At the time, Atla operated under a smaller staff of indexers, and each analyst was required to be a generalist, working on whatever material was on hand. In recent years, with the number of staff in the department expanding, those who work as metadata analysts and editors can now mostly work on material within their own expertise. In Nina’s case, this includes titles related to social sciences, anthropology, indigenous studies, and Orthodox Christianity. She also indexes materials related to Historic Peace Churches (Mennonites, Anabaptists, Brethren churches) and Latter-Day Saints-related material, gaining expertise on these subjects in her early years as an Indexer. She has indexed journals and essay collections in English, Romance languages, Slavic languages, and German.

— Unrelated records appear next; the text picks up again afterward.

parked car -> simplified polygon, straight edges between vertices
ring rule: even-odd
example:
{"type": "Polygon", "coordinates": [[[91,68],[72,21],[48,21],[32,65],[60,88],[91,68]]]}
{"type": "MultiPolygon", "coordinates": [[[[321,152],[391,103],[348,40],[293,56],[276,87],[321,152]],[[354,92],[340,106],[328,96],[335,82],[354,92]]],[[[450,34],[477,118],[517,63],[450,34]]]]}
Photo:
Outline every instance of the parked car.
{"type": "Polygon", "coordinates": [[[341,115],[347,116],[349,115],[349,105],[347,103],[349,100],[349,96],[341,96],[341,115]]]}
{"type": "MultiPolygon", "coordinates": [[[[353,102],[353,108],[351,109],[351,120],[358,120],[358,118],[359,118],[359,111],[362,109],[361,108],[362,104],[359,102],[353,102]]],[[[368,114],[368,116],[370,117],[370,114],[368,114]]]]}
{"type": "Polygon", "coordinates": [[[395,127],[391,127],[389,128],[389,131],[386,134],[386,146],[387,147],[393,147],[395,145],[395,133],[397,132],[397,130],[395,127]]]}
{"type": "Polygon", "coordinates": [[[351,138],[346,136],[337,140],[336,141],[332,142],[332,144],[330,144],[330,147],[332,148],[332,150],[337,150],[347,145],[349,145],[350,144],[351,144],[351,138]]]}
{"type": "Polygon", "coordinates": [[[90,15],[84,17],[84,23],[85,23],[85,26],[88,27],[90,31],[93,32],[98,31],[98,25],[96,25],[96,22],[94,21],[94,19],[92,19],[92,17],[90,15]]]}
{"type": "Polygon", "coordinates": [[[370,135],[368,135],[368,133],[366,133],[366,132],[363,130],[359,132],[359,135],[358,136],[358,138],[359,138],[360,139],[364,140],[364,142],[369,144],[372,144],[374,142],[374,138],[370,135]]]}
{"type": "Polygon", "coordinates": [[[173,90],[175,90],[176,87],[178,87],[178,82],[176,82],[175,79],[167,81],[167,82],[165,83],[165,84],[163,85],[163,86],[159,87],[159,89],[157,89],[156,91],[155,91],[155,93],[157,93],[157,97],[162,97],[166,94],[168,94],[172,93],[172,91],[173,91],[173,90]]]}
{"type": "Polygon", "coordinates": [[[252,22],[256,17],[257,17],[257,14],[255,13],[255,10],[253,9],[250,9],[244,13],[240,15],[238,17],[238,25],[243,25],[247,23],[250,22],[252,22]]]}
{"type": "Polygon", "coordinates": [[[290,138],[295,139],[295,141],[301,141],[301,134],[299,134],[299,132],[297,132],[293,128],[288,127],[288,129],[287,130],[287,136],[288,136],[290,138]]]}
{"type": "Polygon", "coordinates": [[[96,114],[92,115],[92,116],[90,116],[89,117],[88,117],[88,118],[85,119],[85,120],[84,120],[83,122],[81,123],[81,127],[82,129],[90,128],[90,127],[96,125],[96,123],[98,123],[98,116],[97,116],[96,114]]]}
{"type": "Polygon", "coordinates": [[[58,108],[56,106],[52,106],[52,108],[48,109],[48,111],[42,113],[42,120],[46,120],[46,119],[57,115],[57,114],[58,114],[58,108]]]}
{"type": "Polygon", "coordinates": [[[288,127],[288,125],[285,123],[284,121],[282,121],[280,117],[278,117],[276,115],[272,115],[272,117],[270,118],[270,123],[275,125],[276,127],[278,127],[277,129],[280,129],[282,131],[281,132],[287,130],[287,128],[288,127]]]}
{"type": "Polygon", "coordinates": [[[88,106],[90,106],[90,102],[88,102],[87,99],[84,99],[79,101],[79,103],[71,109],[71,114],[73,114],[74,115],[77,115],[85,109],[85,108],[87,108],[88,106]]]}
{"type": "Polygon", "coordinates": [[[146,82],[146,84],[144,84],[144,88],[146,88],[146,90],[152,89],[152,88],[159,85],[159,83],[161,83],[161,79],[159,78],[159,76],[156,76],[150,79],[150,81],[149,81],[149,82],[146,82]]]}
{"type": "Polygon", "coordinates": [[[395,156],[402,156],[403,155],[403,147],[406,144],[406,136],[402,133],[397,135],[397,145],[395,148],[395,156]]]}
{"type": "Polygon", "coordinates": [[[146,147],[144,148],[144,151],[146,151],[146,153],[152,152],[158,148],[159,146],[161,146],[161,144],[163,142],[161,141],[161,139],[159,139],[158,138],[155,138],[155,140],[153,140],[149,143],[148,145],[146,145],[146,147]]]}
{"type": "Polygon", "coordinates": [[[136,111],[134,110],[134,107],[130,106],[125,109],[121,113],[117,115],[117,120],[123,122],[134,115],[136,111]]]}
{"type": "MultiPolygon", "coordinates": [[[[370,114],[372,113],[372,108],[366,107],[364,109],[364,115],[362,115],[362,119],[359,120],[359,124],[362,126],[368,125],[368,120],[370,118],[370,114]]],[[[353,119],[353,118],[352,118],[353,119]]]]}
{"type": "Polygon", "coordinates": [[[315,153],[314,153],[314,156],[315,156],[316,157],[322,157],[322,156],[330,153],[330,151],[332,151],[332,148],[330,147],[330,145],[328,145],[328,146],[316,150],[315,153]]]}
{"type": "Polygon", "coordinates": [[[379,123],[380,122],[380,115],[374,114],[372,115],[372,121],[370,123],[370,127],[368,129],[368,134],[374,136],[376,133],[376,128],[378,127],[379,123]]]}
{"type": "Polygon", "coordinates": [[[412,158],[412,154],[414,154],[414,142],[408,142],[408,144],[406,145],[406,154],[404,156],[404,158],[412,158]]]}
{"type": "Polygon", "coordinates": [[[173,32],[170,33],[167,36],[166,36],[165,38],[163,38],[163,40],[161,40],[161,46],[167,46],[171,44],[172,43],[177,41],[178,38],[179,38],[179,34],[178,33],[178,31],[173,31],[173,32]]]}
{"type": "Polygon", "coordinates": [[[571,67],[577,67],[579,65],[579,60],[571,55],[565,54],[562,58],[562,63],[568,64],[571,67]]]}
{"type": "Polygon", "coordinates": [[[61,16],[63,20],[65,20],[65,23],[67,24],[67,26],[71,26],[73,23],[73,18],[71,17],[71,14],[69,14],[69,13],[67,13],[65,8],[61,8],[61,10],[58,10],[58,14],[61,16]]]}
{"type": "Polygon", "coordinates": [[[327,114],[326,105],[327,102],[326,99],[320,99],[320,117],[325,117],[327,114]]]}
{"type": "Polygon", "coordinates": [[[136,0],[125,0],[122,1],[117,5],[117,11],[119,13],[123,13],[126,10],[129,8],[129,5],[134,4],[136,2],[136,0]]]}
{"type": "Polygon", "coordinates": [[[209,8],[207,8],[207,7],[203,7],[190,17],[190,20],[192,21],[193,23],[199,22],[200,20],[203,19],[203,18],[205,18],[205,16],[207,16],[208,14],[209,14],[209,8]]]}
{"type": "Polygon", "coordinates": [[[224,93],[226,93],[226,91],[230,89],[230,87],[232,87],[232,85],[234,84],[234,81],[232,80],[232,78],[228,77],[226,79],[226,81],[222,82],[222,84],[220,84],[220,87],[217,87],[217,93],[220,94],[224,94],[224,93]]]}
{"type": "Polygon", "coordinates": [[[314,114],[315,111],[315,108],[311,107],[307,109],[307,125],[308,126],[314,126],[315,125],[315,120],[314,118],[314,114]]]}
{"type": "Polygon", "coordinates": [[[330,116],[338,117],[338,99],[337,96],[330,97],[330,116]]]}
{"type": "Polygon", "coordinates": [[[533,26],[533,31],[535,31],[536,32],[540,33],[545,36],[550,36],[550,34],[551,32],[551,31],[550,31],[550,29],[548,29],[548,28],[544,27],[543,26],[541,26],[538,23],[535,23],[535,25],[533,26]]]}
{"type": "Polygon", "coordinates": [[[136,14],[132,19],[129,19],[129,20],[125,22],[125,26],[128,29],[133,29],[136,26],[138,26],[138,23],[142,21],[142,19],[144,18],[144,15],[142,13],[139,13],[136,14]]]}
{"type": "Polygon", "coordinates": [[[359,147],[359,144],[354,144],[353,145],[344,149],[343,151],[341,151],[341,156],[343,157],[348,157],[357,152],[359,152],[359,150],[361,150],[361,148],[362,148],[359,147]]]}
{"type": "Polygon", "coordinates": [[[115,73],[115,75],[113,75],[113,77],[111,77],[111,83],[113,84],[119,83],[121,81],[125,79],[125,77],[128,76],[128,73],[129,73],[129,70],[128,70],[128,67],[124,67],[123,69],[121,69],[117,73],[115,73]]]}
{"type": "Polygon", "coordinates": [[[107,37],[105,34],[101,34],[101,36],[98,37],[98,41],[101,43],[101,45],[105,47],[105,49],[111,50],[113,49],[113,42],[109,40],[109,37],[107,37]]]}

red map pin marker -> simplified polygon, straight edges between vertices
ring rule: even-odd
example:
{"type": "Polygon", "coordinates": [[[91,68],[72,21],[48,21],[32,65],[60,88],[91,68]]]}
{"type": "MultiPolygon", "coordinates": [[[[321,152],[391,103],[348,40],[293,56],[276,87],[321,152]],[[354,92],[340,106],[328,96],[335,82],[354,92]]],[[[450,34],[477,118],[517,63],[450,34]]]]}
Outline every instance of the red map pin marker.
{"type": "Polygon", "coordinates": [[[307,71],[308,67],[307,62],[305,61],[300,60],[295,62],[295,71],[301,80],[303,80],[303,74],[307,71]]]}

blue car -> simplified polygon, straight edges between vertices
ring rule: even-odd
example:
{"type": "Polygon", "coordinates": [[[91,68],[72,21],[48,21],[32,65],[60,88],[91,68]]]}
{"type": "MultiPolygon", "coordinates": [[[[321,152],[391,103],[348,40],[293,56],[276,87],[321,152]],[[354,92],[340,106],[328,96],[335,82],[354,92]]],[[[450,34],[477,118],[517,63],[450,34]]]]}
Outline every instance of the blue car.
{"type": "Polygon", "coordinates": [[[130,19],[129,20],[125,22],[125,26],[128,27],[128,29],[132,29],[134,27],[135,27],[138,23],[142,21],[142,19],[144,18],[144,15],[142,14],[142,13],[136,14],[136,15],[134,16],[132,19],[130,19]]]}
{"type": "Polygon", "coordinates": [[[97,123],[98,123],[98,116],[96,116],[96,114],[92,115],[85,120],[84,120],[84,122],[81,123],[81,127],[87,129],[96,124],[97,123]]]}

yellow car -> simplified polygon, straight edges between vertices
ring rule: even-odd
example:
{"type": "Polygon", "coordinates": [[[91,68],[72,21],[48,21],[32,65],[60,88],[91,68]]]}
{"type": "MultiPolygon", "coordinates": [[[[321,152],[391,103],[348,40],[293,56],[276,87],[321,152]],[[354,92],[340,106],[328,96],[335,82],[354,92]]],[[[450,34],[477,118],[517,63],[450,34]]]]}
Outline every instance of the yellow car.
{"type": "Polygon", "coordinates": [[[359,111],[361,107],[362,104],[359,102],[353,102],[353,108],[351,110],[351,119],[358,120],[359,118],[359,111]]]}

When asked what role she believes Atla fills in the religion and theology space, she notes, “Scholars of my acquaintance, including anthropologists, sociologists, musicologists, historians, value Atla for the broad topical, geographic, and linguistic range of journals that it makes available through its bibliographic records and full-text offerings.”
Related to her work at Atla, Nina continues to engage in the study of indigenous peoples, with a particular focus on Orthodox Alaskans (specifically the Yup’ik), their indigenous knowledge, liturgical life, and ethics. She presents her work in this field at conferences of academic societies, including the Society for the Scientific Study of Religion, the Alaska Anthropological Association, the Association for the Study of Eastern Christian History and Culture, the International Society of Orthodox Church Music, and the Society for Ethnomusicology. In her free time, Nina enjoys choral singing of classical, liturgical, and contemporary repertoire, particularly a cappella, and in October 2023 will be part of a choir singing the premiere of a setting of the Divine Liturgy of St. John Chrysostom to the melodies of African American spirituals.

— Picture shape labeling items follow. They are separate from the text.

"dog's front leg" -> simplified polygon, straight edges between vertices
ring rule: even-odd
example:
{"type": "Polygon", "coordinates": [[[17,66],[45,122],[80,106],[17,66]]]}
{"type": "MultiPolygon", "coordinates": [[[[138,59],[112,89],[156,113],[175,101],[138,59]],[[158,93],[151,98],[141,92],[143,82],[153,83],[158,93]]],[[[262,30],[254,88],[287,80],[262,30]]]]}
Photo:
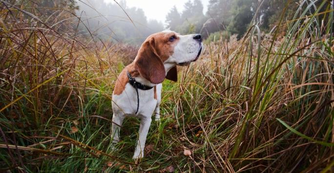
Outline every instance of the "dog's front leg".
{"type": "Polygon", "coordinates": [[[112,115],[112,125],[111,128],[111,138],[112,143],[117,143],[120,141],[120,131],[122,124],[124,120],[124,115],[123,114],[114,112],[112,115]]]}
{"type": "Polygon", "coordinates": [[[141,158],[144,157],[146,136],[147,135],[149,126],[151,125],[151,121],[152,121],[150,116],[148,117],[143,116],[140,119],[139,137],[137,142],[137,146],[136,146],[136,150],[133,155],[133,159],[141,158]]]}
{"type": "Polygon", "coordinates": [[[160,107],[158,104],[154,110],[154,115],[155,116],[155,120],[156,121],[158,121],[160,120],[160,107]]]}

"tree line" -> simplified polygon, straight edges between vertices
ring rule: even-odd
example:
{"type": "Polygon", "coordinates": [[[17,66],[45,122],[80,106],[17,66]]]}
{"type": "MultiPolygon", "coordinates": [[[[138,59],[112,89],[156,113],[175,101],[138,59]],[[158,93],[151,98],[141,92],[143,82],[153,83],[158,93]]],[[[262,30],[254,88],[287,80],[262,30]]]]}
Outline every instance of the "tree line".
{"type": "Polygon", "coordinates": [[[167,27],[182,34],[200,32],[206,37],[224,31],[229,35],[237,34],[240,38],[250,24],[268,31],[278,23],[286,6],[285,17],[291,18],[298,4],[288,2],[288,0],[209,0],[204,14],[200,0],[189,0],[182,12],[175,6],[170,9],[166,17],[167,27]]]}

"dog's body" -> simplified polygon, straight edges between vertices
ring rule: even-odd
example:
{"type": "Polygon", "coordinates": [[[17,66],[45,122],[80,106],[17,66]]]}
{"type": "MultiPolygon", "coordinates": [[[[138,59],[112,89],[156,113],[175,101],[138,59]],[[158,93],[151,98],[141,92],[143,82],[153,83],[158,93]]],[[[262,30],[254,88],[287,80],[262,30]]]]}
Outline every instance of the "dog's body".
{"type": "Polygon", "coordinates": [[[119,141],[119,132],[125,116],[140,118],[139,137],[133,158],[144,156],[152,114],[155,120],[160,118],[161,83],[165,78],[176,81],[176,66],[188,65],[196,61],[202,47],[200,35],[181,36],[170,31],[156,33],[146,38],[133,62],[120,74],[112,96],[112,137],[113,142],[119,141]],[[145,88],[137,90],[138,96],[137,85],[130,83],[130,78],[145,88]]]}

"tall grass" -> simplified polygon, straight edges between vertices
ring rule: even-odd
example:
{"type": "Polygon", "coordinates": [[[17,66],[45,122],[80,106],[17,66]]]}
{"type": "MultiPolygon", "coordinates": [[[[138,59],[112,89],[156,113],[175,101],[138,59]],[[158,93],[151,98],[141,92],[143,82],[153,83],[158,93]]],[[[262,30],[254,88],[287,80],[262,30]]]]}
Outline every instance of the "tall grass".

We asked Nina to highlight some recent titles she has worked on for Atla’s research tools, and she shared the following:
Anthropos, a semiannual journal, has been published since 1906 by Anthropos Institut St. Augustin. The journal publishes academic articles, review articles, commentaries, or shorter reflections on current issues of import to cultural anthropologists, book reviews, book lists, lists of articles in other publications of interest to readers of this journal. Topics include indigenous communities, anthropology of religious rituals, everyday practice, myth, philosophy and methodology in anthropology, religious material culture, and the arts in religion. Contributions are in a range of languages, including English, German, Spanish, and Portuguese. Indexed in Atla Religion Database®.

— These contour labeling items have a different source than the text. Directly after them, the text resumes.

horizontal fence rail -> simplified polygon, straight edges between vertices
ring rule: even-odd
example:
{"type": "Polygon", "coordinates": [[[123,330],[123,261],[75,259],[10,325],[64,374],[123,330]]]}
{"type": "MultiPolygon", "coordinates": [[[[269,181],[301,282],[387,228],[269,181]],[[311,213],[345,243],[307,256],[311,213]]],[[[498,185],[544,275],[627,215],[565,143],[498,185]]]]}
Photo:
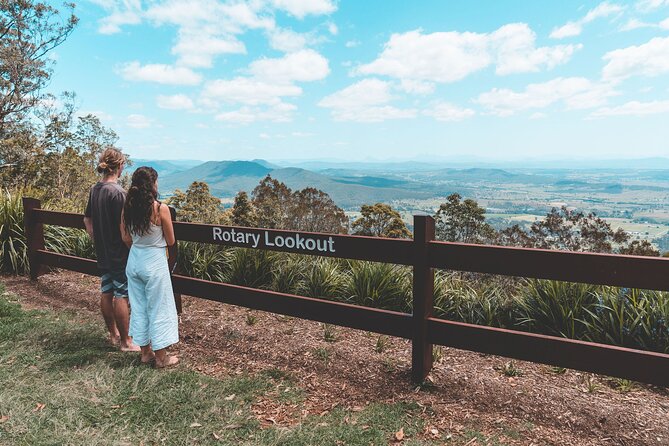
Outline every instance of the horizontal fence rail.
{"type": "MultiPolygon", "coordinates": [[[[45,266],[99,275],[94,260],[44,247],[43,225],[84,229],[83,216],[40,209],[24,198],[31,277],[45,266]]],[[[174,213],[172,215],[174,219],[174,213]]],[[[179,241],[412,266],[413,314],[259,290],[173,274],[176,293],[412,340],[412,379],[432,367],[432,344],[669,386],[669,355],[465,324],[433,317],[433,268],[669,291],[669,259],[482,246],[434,240],[417,216],[414,240],[175,222],[179,241]]],[[[176,253],[171,253],[175,257],[176,253]]],[[[180,304],[180,301],[179,301],[180,304]]]]}

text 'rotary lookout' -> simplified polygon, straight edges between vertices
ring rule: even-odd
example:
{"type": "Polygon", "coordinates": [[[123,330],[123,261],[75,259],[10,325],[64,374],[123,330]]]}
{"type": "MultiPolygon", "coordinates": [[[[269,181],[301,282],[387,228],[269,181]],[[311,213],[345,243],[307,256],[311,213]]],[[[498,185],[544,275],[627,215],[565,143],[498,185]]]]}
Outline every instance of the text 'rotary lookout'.
{"type": "Polygon", "coordinates": [[[335,252],[334,239],[331,236],[319,234],[269,230],[245,231],[239,228],[214,226],[212,228],[212,237],[214,241],[233,243],[249,248],[282,248],[306,252],[335,252]]]}

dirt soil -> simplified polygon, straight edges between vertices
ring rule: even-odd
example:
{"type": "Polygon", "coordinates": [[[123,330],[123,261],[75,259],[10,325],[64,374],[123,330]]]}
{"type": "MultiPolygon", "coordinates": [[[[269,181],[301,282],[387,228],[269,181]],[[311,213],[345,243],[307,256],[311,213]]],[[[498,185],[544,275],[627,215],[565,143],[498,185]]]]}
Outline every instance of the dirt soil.
{"type": "MultiPolygon", "coordinates": [[[[102,323],[96,278],[61,272],[37,283],[0,281],[26,307],[74,310],[102,323]]],[[[275,389],[254,406],[264,425],[294,426],[338,406],[413,401],[425,419],[419,438],[445,444],[669,445],[666,389],[622,391],[606,377],[522,361],[513,363],[520,374],[509,377],[507,359],[450,348],[442,349],[431,384],[418,389],[410,384],[408,341],[387,338],[377,348],[376,334],[337,327],[327,342],[324,331],[317,322],[184,296],[173,350],[211,376],[270,370],[290,377],[304,400],[279,402],[285,387],[275,389]]]]}

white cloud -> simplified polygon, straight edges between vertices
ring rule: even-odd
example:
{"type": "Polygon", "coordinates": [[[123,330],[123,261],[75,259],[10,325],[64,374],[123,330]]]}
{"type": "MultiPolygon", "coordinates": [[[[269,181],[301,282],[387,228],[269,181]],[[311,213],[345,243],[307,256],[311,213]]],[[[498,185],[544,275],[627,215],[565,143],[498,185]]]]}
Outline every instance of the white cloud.
{"type": "Polygon", "coordinates": [[[530,84],[524,91],[493,88],[475,100],[492,114],[510,116],[516,112],[546,108],[562,102],[567,109],[586,109],[603,105],[617,92],[610,84],[596,84],[582,77],[556,78],[530,84]]]}
{"type": "Polygon", "coordinates": [[[307,37],[290,29],[276,28],[269,33],[269,44],[275,50],[294,52],[307,45],[307,37]]]}
{"type": "Polygon", "coordinates": [[[660,23],[643,22],[639,19],[629,19],[627,23],[620,27],[621,31],[632,31],[639,28],[657,28],[669,30],[669,18],[664,19],[660,23]]]}
{"type": "Polygon", "coordinates": [[[337,10],[337,6],[331,0],[270,0],[271,4],[297,17],[303,19],[307,15],[330,14],[337,10]]]}
{"type": "Polygon", "coordinates": [[[434,92],[434,84],[413,79],[402,79],[399,89],[411,94],[430,94],[434,92]]]}
{"type": "Polygon", "coordinates": [[[588,11],[588,13],[581,19],[574,22],[567,22],[558,28],[554,28],[550,34],[550,37],[553,39],[564,39],[565,37],[578,36],[583,32],[583,26],[585,24],[599,18],[619,15],[624,9],[624,6],[609,2],[602,2],[595,8],[588,11]]]}
{"type": "Polygon", "coordinates": [[[218,103],[245,105],[272,105],[281,102],[281,98],[299,96],[302,89],[291,84],[272,84],[258,79],[236,77],[207,82],[201,94],[206,106],[218,103]]]}
{"type": "Polygon", "coordinates": [[[433,108],[424,110],[423,114],[432,116],[437,121],[462,121],[471,118],[476,112],[472,109],[458,107],[448,102],[440,102],[433,108]]]}
{"type": "Polygon", "coordinates": [[[631,76],[653,77],[669,73],[669,37],[655,37],[647,43],[609,51],[602,77],[621,80],[631,76]]]}
{"type": "Polygon", "coordinates": [[[636,4],[636,8],[641,12],[651,12],[663,6],[669,6],[669,0],[640,0],[636,4]]]}
{"type": "Polygon", "coordinates": [[[617,107],[604,107],[595,110],[590,114],[591,117],[599,118],[604,116],[646,116],[659,113],[669,113],[669,100],[639,102],[630,101],[617,107]]]}
{"type": "Polygon", "coordinates": [[[399,79],[455,82],[490,65],[497,74],[535,72],[565,63],[579,45],[535,46],[536,34],[524,23],[488,33],[421,30],[393,34],[379,57],[355,70],[399,79]]]}
{"type": "Polygon", "coordinates": [[[328,60],[314,50],[300,50],[278,59],[258,59],[249,66],[251,74],[267,82],[310,82],[329,73],[328,60]]]}
{"type": "Polygon", "coordinates": [[[339,34],[339,28],[337,28],[337,25],[330,22],[330,23],[328,23],[328,32],[330,34],[332,34],[333,36],[336,36],[337,34],[339,34]]]}
{"type": "Polygon", "coordinates": [[[125,123],[128,127],[132,127],[134,129],[146,129],[153,125],[153,120],[147,118],[144,115],[133,114],[128,115],[125,123]]]}
{"type": "Polygon", "coordinates": [[[160,95],[156,98],[156,104],[158,104],[158,107],[168,110],[190,110],[193,108],[193,100],[185,94],[160,95]]]}
{"type": "Polygon", "coordinates": [[[225,111],[216,115],[216,120],[232,124],[251,124],[257,121],[289,122],[297,109],[293,104],[278,103],[267,109],[242,107],[239,110],[225,111]]]}
{"type": "Polygon", "coordinates": [[[202,76],[186,67],[175,67],[164,64],[141,65],[129,62],[117,68],[125,80],[135,82],[156,82],[167,85],[197,85],[202,76]]]}
{"type": "Polygon", "coordinates": [[[318,105],[331,109],[337,121],[381,122],[415,117],[418,113],[415,109],[387,105],[393,99],[391,88],[390,82],[363,79],[326,96],[318,105]]]}

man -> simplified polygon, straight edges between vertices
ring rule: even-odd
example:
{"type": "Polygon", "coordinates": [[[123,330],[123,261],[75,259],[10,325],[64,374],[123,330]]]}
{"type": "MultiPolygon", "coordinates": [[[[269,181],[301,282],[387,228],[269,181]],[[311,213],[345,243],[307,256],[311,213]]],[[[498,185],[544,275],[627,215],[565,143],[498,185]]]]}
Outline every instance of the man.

Orientalia Christiana Periodica has been published since 1935 by the Pontifical Oriental Institute in Rome. It is an academic title on various aspects of the Eastern Christian Churches, including manuscript studies, liturgy, history, linguistic studies, history of Biblical interpretation, monasticism, and church music. The journal publishes contributions in mainly Western and occasionally Slavic languages but also regularly includes historical texts and references in Arabic, Armenian, Coptic, Ethiopic, Georgian, and Syriac. Indexed in Atla Religion Database.
Dumbarton Oaks Papers has been published by the Dumbarton Oaks Library and Research Collection annually since 1941. This English-language journal covers various aspects of life in Byzantium, including archaeology, architecture, art, church history, interreligious relations, religious minorities, literature, music, numismatics, and paleography. The journal publishes the proceedings of many of the annual conferences on Byzantine studies at Dumbarton Oaks and reports from archaeological expeditions in the region of Byzantium. Indexed in Atla Religion Database.